Pero eso ya no lo platicamos con Arturo, que fue más de hacer desde que joven llegó de Coyuca de Benítez a Acapulco, y que recibió instrucción marxista del jefe de guerrilla Carmelo Cortés Castro, que no lo estudió en las aulas sino lo que pudo en las bibliotecas. Dio un gran salto de campesino en su pueblo, a sastre en el puerto y a la guerrilla, que era como un vislumbre universal. Hubo un rompimiento posterior entre Lucio y Carmelo, táctico, estratégico, de egos. Tampoco lo platiqué con Arturo, a quien lo perdí de vista y lo supe luego dirigente de trabajadores administrativos de la UAG, después trabajando un taxi de los amarillos, y a veces nos encontrábamos en el camión de Pie de la Cuesta (vivía en San Isidro), donde hablamos de lo que ya andaba, en movimientos por encontrar a desaparecidos y castigar a los responsables de la guerra sucia, que él padeció. Hace años intenté una novela con un personaje parecido a él a partir de una anécdota que me platicó: andaba comprando en el Mercado Central cuando oyó el grito de una viejita denunciando que la habían robado, ‘ese que va por allá’. Arturo lo sigue, lo alcanza y lo reduce a golpes. Llega la viejita y le dice, ‘creo que ese no es’. Y ahora el que sale corriendo es él y detrás la turba, recordaba carcajeándose. Me lo platica también en la novela, delante de unas cervezas, cosa que nunca sucedió, porque sospecho que siempre mantuvo esa austeridad que prohijaba Lucio y no Carmelo. Ese intento de novela quedó a la mitad por mi desorden. Aunque ortodoxo marxista no fue. En 1987 andaba en el PRT, los troskos, y una mañana me lo encontré en el Zócalo y me dijo que estaba preparando una ida a la ciudad de México, a un mitin a favor de la candidatura presidencial de doña Rosario Ibarra de Piedra, y en la tarde ya estábamos El Továrich y yo arriba de uno de los camiones viejísimos fletados y llegamos como nueve horas después (no había supercarretera) y no recuerdo por qué, terminamos dentro del contingente gay. Ah, vimos por primera vez a Carlos Monsiváis.

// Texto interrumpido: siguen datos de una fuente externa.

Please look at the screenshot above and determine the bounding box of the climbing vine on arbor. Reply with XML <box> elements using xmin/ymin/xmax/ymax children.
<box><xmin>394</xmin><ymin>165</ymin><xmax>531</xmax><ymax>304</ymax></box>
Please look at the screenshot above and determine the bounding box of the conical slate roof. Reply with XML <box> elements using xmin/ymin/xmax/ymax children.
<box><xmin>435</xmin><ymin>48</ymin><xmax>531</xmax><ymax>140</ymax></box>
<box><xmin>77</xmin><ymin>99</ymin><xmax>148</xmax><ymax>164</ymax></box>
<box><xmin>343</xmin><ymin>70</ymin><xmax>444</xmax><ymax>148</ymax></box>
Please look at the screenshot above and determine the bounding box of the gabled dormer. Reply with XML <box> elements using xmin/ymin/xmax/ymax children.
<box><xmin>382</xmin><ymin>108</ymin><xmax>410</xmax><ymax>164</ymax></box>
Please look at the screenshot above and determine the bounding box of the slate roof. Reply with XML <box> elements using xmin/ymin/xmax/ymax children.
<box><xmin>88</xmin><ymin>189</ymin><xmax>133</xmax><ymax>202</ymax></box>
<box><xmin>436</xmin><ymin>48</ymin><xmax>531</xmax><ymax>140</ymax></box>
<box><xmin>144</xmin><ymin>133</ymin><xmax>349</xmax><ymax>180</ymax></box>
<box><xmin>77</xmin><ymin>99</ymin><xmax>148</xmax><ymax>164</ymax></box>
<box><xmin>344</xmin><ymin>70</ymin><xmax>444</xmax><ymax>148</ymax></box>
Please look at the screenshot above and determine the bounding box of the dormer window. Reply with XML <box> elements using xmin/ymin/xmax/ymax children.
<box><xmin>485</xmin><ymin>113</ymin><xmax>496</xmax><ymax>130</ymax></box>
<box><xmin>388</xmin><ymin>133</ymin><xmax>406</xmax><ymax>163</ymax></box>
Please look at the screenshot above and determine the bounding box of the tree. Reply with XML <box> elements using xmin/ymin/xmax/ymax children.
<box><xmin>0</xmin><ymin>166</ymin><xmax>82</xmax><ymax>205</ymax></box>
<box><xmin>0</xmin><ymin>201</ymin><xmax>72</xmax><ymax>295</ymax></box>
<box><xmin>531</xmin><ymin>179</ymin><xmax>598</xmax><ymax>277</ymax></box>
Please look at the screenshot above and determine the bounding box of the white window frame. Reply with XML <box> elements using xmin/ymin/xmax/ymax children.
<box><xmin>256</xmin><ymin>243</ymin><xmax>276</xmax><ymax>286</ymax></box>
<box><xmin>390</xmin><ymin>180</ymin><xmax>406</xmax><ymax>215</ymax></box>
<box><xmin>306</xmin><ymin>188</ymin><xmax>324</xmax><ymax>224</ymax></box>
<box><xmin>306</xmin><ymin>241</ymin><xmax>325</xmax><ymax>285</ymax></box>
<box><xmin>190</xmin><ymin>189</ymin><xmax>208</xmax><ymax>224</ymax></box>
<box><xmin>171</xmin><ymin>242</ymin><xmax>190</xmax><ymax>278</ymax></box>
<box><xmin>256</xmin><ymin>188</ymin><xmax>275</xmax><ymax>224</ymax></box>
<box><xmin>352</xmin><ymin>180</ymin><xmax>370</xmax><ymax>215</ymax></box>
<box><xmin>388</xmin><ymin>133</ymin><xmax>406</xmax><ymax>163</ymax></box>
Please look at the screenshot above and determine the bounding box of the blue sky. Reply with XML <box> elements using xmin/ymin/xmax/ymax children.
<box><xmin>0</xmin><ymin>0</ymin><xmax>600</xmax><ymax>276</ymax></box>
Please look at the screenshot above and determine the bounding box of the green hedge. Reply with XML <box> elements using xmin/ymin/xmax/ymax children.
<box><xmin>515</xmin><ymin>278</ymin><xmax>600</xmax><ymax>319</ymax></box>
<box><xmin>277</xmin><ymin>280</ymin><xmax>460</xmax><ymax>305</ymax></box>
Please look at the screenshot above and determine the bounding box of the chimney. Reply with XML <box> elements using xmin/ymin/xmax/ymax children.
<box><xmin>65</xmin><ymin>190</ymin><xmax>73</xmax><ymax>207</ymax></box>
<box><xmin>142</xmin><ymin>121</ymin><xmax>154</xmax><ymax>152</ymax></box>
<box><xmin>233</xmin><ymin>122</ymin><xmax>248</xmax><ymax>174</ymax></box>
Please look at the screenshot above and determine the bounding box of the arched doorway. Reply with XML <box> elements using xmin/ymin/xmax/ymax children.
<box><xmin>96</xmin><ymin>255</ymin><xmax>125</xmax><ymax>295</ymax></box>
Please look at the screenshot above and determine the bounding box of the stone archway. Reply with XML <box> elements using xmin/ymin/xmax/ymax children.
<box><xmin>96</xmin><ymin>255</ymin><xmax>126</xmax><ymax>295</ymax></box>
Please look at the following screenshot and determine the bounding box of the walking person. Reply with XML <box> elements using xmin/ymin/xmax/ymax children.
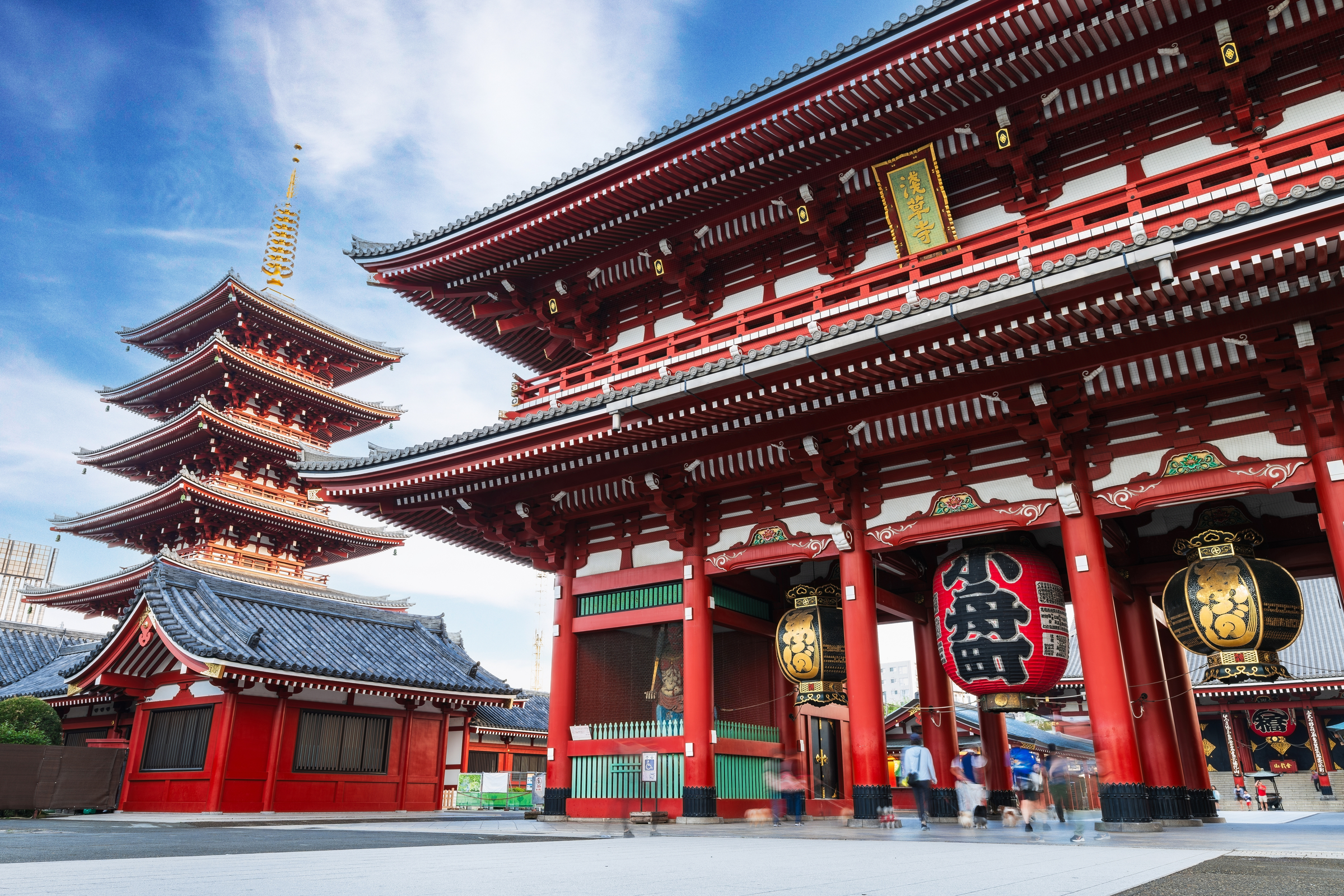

¿Será por eso ruski? Años después, ya en otras cosas como el periodismo, leí el libro de Ricardo Garibay (Acapulco, Grijalbo, 1978), donde éste intenta enjuiciar a Gallegos y lo confronta en la cárcel por el crimen de la empresaria Margarita Saad, a quien la guerrilla había secuestrado. “No, no fue así”, recuerdo que le contesta un Arturo jovencísimo en una foto tras las rejas al periodista y escritor.

Luego leo en Lucio Cabañas, el guerrillero sin esperanza, 1976, de Luis Suárez, el discurso del guerrillero que dio por navidades en la sierra y recuerdo: ahí debió estar Arturo. Arturo exorcisa después sus demonios de ese periodo y reafirma sus esperanzas y escribe un libro, La guerrilla en Guerrero (2004), que yo consigo cuatro años después porque nunca me lo regaló, donde, asunto de las neuronas adormecidas, muchas de las cosas que me platicó reaparecen y algunas de esas tenía recreadas en mi seminovela pero donde él siempre será, para mí (que soy un pinche renegado en ese esbozo), algo parecido a un héroe: un personaje sencillo, modesto, tímido pero de una gran fortaleza. Escribía él en la introducción: “Yo no me considero ni vencedor ni vencido, porque aún mantengo viva la esperanza de que se pueda instaurar el socialismo en México como única alternativa para que los de abajo tengan acceso a la educación gratuita, a la salud, a la cultura y a todas las cosas que les son vetadas en un sistema como el que padecemos ahora…”.

Fuerte Arturo. No se dobló ni delató. Pero hay, es cierto, accidentes humanos que nos hacen frágiles a todos.